As alternativas passam pelo PP, sob vários modelos — desde a abstenção do PSOE perante um executivo PP-Cidadãos a uma “grande coligação” PP-PSOE-Cidadãos, que poderia vir a ser presidida por um independente, o chamado “modelo Monti”. Todos os cenários pressupõem o afastamento de Rajoy, cuja companhia se tornou “tóxica” para todos os partidos.

Adverte o politólogo Jorge Galindo: “A Espanha necessita de reformas económicas e institucionais. Para as realizar, seria necessário um executivo de consenso, com base no centro e com capacidade política, protagonizado pelo PP e com o acordo do PSOE e do Cidadãos. (...) Mas esta solução não sairia grátis aos defensores das reformas e da moderação.” Porquê? Deixaria ao Podemos o monopólio da oposição. “Os acordos entre os partidos tradicionais acabam por alimentar o discurso anti-establishment dos que ficam de fora.”

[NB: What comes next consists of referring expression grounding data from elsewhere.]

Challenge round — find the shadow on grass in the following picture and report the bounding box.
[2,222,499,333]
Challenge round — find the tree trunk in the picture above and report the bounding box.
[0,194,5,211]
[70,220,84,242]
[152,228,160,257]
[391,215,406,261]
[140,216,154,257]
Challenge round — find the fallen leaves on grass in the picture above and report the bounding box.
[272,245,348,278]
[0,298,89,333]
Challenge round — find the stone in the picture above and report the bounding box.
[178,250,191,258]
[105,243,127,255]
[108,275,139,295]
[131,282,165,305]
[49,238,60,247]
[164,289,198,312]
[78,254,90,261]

O PP e o Podemos conseguiram polarizar as eleições, de modo a maximizar os seus resultados e diminuir o peso do Cidadãos e do PSOE. O PP apresentando-se como o “voto útil” contra a ameaça do Podemos. Este batendo-se como “único voto útil” contra Rajoy e o PP.

Que quer Iglesias?

Se Sánchez se recusou a indicar as suas preferências de alianças antes de conhecer nos resultados, também os desígnios imediatos de Iglesias são enigmáticos. A incógnita não é saber se Iglesias quer o poder: é saber quando quer chegar ao poder. Vários analistas defendem que ainda não lhe convém presidir ao governo, porque lhe falta um verdadeiro partido (o UP, juntando o Podemos, as “confluências regionais e a IU) é uma confederação de interesses contraditórios. Tem uma extraordinária máquina eleitoral mas não tem uma equipa de governo credível.

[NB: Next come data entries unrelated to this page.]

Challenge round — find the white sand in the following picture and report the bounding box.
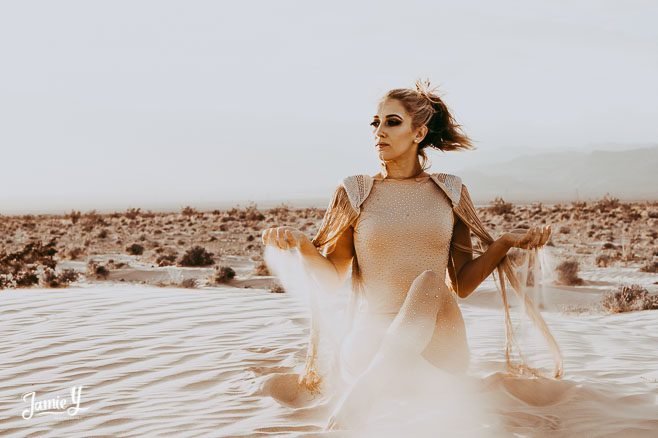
[1,271,657,436]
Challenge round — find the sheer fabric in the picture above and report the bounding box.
[296,172,563,394]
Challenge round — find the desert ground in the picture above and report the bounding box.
[1,195,657,436]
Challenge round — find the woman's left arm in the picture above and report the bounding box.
[450,218,551,299]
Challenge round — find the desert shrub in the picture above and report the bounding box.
[1,269,40,289]
[126,243,144,255]
[488,197,513,215]
[215,266,236,284]
[595,194,620,212]
[81,210,109,229]
[181,206,198,216]
[639,261,657,273]
[180,246,214,267]
[0,240,58,289]
[253,261,271,276]
[180,278,197,289]
[595,254,614,268]
[156,253,178,267]
[95,265,109,278]
[42,268,79,288]
[17,270,40,287]
[623,211,642,222]
[125,208,141,219]
[555,260,583,285]
[601,284,658,313]
[0,274,16,289]
[87,262,110,279]
[243,203,265,221]
[97,229,109,239]
[268,204,291,217]
[559,226,571,234]
[68,210,82,224]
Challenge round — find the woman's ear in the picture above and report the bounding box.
[415,125,428,143]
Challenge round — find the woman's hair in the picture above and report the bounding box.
[381,78,475,170]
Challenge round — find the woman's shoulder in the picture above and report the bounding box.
[337,171,465,212]
[429,172,464,206]
[338,174,374,214]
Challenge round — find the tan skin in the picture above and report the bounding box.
[262,98,551,299]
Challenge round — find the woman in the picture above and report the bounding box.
[261,79,563,431]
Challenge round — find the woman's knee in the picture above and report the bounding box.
[412,269,443,291]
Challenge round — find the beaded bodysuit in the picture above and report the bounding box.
[353,174,454,314]
[338,173,469,384]
[282,173,562,392]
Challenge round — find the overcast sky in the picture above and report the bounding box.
[1,0,656,214]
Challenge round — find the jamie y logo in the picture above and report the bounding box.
[22,385,86,419]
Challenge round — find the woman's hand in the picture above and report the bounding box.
[261,226,312,251]
[501,226,551,250]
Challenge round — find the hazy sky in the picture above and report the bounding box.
[1,0,656,213]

O que é fundamental para Iglesias — e será testado na eleição de hoje — é o “sorpasso” do PSOE, para garantir a hegemonia da esquerda. Se houver uma maioria das esquerdas, Iglesias responsabilizará o PSOE pela inviabilização de um “governo de mudança” e usará o argumento do “não nos representam”.

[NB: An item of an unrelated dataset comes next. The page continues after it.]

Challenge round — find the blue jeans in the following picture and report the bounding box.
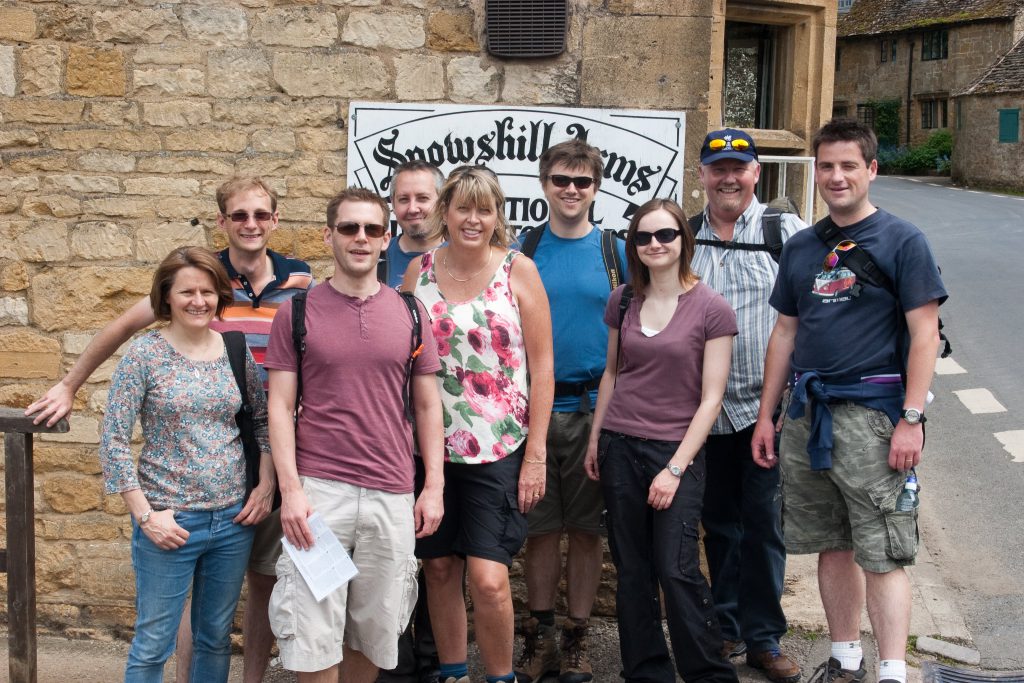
[598,431,738,683]
[702,425,787,653]
[125,501,254,683]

Diz o politólogo Ignacio Jurado: “Que o Podemos não force governar agora, para conseguir a hegemonia da esquerda em próximas eleições, não é uma má estratégia, tendo em conta os cortes que nos estão a exigir em Bruxelas para o ano que vem.”

Incerteza

Este era o quadro antes do “Brexit”. Os partidos reagiram a quente no encerramento das campanhas, mas ninguém sabe prever os efeitos. Fazem-se vaticínios e exprimem-se desejos. O PP espera beneficiar do “voto útil na estabilidade política”. O Podemos manifestou algum incómodo. Iglesias quer “refundar la UE” para a tornar “atractiva os povos da Europa”, mas o seu responsável económico, Nacho Álvarez, protestou contra os concorrentes: “Não utilizem os resultados do referendo para fazer campanha em Espanha.” Quem mais fé tinha no impacto do “Brexit” era o PSOE, esperando “uma surpresa” que evite o fatídico “sorpasso”. Diz um coordenador da campanha que o “espectro esquerdista ajuda a mobilizar votos a nosso favor”.

Uma das razões que torna difícil um benefício “natural” para os “moderados” é que a grande ruptura é a geracional e não a ideológica. A grande maioria dos espanhóis situa-se no “centro”. Como lêem os jovens o “Brexit” e como vão reagir ao risco de nova crise? O verdadeiro impacto do “Brexit”, repita-se, vai verificar-se depois das eleições. Perante a tormenta europeia é necessário governo e os políticos não terão outro remédio senão fazer os pactos indispensáveis.

Em qualquer caso domina a incerteza. A Espanha de 2016 dá vontade de citar Churchill a propósito da Rússia de 1939: “É uma adivinha embrulhada num mistério dentro de um enigma.”